I might point out this factor that is involved, the matter of policy as to whether it should be included in this bill or handled separately, and also refer to the subsections you have indicated, since the present law pertains to the Army, Navy, and Air Force disposal of surplus property directly to the ultimate receiver, and that that policy be extended to the several executive agencies. There is some conflict in that, in that the present bill seeks to have these executive agencies declare that property to the central agency, and then after screening by the Government agencies, make it available to non-Federal agencies, I should say. That element is involved, and I think we will have to have some more information before we can decide, and with the permission of the committee we will have some further studies of this proposal and also as to whether it will have to be considered by the Armed Services Committee.

Mr. MOORE. Mr. Chairman, may I say just one other thing?
Mr. HOLIFIELD. Yes.

Mr. MOORE. There would be no difference from the condition that exists now. The property, that is, the excess property and surplus property, is screened by other branches of the Federal Government before we ever know that it is excess. In other words, it is actually excess to the Government's needs before we ever get a chance to see it.

Mr. HOLIFIELD. That is true, but I was referring to the principle involved in this bill.

Mr. MOORE. Yes.

Mr. HOLIFIELD. Which seeks to correlate the disposal activities under one head.

Mr. MOORE. Yes.
Mr. HOLIFIELD. I think that is a point that will have to be considered.

Mr. MOORE. Yes. There is one other point I would like to make: Indirectly there are two distinct programs. The donation program does not cover real property and never has covered real property. We have only been able to get real property for education through the public beneficiary load through the surplus-disposal program.

Mr. HOLIFIELD. That is right.

Mr. MOORE. There is no provision made in the donation law, and none is anticipated, to cover real property.

Mr. HOLIFIELD. Thank you very much for your statement, Mr. Moore.

Mr. MOORE. Thank you; we appreciate the opportunity to appear.

STATEMENT OF MAXWELL H. ELLIOTT—Continued

Mr. HOLIFIELD. Mr. Elliott, is there any further statement you wish to make ?

Mr. ELLIOTT. With reference to the matter presented to the Budget: That was brought to our attention at the last hearing, but I have not had an opportunity to discuss it with them at this hearing, but I shall be glad, if the committee wishes, to make a statement now giving our informal conclusion.

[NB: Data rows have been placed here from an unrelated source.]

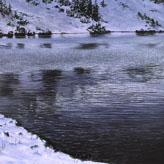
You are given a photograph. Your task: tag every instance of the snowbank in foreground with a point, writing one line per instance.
(17, 146)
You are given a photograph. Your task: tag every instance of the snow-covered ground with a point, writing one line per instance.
(17, 146)
(118, 15)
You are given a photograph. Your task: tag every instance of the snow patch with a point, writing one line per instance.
(17, 146)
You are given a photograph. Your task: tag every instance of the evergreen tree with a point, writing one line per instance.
(95, 12)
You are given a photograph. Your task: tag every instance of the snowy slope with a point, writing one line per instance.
(118, 15)
(122, 15)
(17, 146)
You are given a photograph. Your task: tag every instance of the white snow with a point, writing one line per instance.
(118, 15)
(17, 146)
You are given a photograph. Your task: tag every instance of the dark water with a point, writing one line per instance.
(110, 110)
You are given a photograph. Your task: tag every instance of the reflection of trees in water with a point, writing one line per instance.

Mr. HOLIFIELD. I think probably we will have this matter considered by the FWA and the Bureau of the Budget, and you may present the statement to the committee, if that is agreeable with you, Mr. Elliott.

Mr. ELLIOTT. I would like to say at this point for the record, while Mr. Moore was testifying, I was thumbing through the bill which was worked out by the subcommittee last year, and I was unable to find the amendment which Mr. Moore spoke about.

Mr. MOORE. Mr. Chairman, may I make a correction about the amendment being included in the bill? It was in the hearings on the

bill.

Mr. HOLIFIELD. Thank you very much, gentlemen. If there is nothing further the committee will adjourn subject to the call of the Chair.

(At 11:30 a. m. the committee adjourned subject to the call of the Chair.)